Is Jenkins doing a git pull between each matrix element?

711 views
Skip to first unread message

Brian Moffat

unread,
Aug 4, 2014, 12:11:02 PM8/4/14
to jenkins...@googlegroups.com
I have a matrix project to build different C# projects/solutions.  There is one git repository for all solutions.

The matrix job is configured for Git to checkout the master branch to a local directory, and then invokes a downstream project for each matrix element (solution).  That downstream project has not Git configuration, and simply builds the solution using MSBuild.

What I am observing (looking at the console output for the Matrix build job instance) is the matrix job performs the git checkout, which takes about 4 minutes.  It then says "Triggering <matrix element>", but that downstream project doesn't show up in the build list for another 4-5 minutes.  Based on noticing that the content of the checkout directory is changing (total size differences) during the period between when it says "Triggering ..." and when that downstream job actually starts, my guess is that another git checkout is occurring behind the scenes.

Obviously, this adds a significant amount of time to the total length of the matrix build.  The builds of each solution take under 1 minute.  So for the 7 solutions, I would expect the length of time to be 4+(7*1) or roughly 11 minutes, but with the 4-5 minute delay between each matrix element, it takes (4*7) + (7*1) or roughly 30 minutes.  Our CI/CD processes are maturing, and the lengthy delay between checkin at deploy to staging is now slowing us down.

Can anyone provide me guidance on what is going on behind the scenes (nothing in any Jenkins log that I can find), or tell me how I can configure the matrix job "properly" to not do this?

This has run fast, sometimes - but I think perhaps it stopped working after updating plugins, or may somehow be related to the plugins installed - I just don't know where to start to look.

The git section of the matrix job has:
- Additional Behaviors : Checkout to a subdirectory: C:\Build\Source\WebPortal\Master\Dev
- Advanced sub-module behavior: Recursively update submodules (checked)
- Prune stale remote-tracking branches (not sure this is necessary?)

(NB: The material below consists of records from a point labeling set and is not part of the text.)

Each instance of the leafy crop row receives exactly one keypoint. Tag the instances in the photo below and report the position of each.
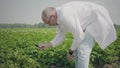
(17, 49)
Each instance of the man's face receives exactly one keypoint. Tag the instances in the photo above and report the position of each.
(51, 20)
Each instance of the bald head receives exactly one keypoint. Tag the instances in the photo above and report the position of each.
(49, 16)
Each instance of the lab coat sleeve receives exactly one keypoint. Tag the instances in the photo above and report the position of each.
(59, 38)
(75, 43)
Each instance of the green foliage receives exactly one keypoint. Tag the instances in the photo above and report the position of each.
(17, 49)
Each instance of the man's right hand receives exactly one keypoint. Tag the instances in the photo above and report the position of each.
(44, 46)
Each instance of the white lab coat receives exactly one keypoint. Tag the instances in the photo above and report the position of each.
(77, 16)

Here is the console log for the matrix job:
Started by user <me>
[EnvInject] - Loading node environment variables.
Building in workspace C:\Tools\Jenkins\jobs\BuildAllWebPortals\workspace
 > C:\Tools\Git\cmd\git.exe rev-parse --is-inside-work-tree
Fetching changes from the remote Git repository
 > C:\Tools\Git\cmd\git.exe config remote.origin.url <our git repository url>
Pruning obsolete local branches Fetching upstream changes from <our git repository url>
> C:\Tools\Git\cmd\git.exe --version > C:\Tools\Git\cmd\git.exe fetch --tags --progress <our git repository url> +refs/heads/master:refs/remotes/origin/master --prune > C:\Tools\Git\cmd\git.exe rev-parse "origin/master^{commit}" Checking out Revision b18aa8cff0aa9da9166f740877845cef27b612ff (origin/master) > C:\Tools\Git\cmd\git.exe config core.sparsecheckout > C:\Tools\Git\cmd\git.exe checkout -f b18aa8cff0aa9da9166f740877845cef27b612ff > C:\Tools\Git\cmd\git.exe rev-list b18aa8cff0aa9da9166f740877845cef27b612ff > C:\Tools\Git\cmd\git.exe remote > C:\Tools\Git\cmd\git.exe submodule init > C:\Tools\Git\cmd\git.exe submodule sync > C:\Tools\Git\cmd\git.exe config --get remote.origin.url > C:\Tools\Git\cmd\git.exe submodule update --init --recursive Email was triggered for: Before Build Sending email for trigger: Before Build Sending email to: <distribution list> Triggering MobileASI
MobileASI completed with result SUCCESS
Triggering Furniture
Furniture completed with result SUCCESS
Triggering RetailPortal
RetailPortal completed with result SUCCESS
Triggering MobileLeons
MobileLeons completed with result SUCCESS
Triggering Leons
Leons completed with result SUCCESS
Triggering MobileVCF
MobileVCF completed with result SUCCESS
Triggering RetailTool
RetailTool completed with result SUCCESS
No emails were triggered.
Finished: SUCCESS

Mark Waite

unread,
Aug 4, 2014, 1:41:08 PM8/4/14
to jenkins...@googlegroups.com
On Mon, Aug 4, 2014 at 10:11 AM, Brian Moffat <crd...@gmail.com> wrote:
I have a matrix project to build different C# projects/solutions.  There is one git repository for all solutions.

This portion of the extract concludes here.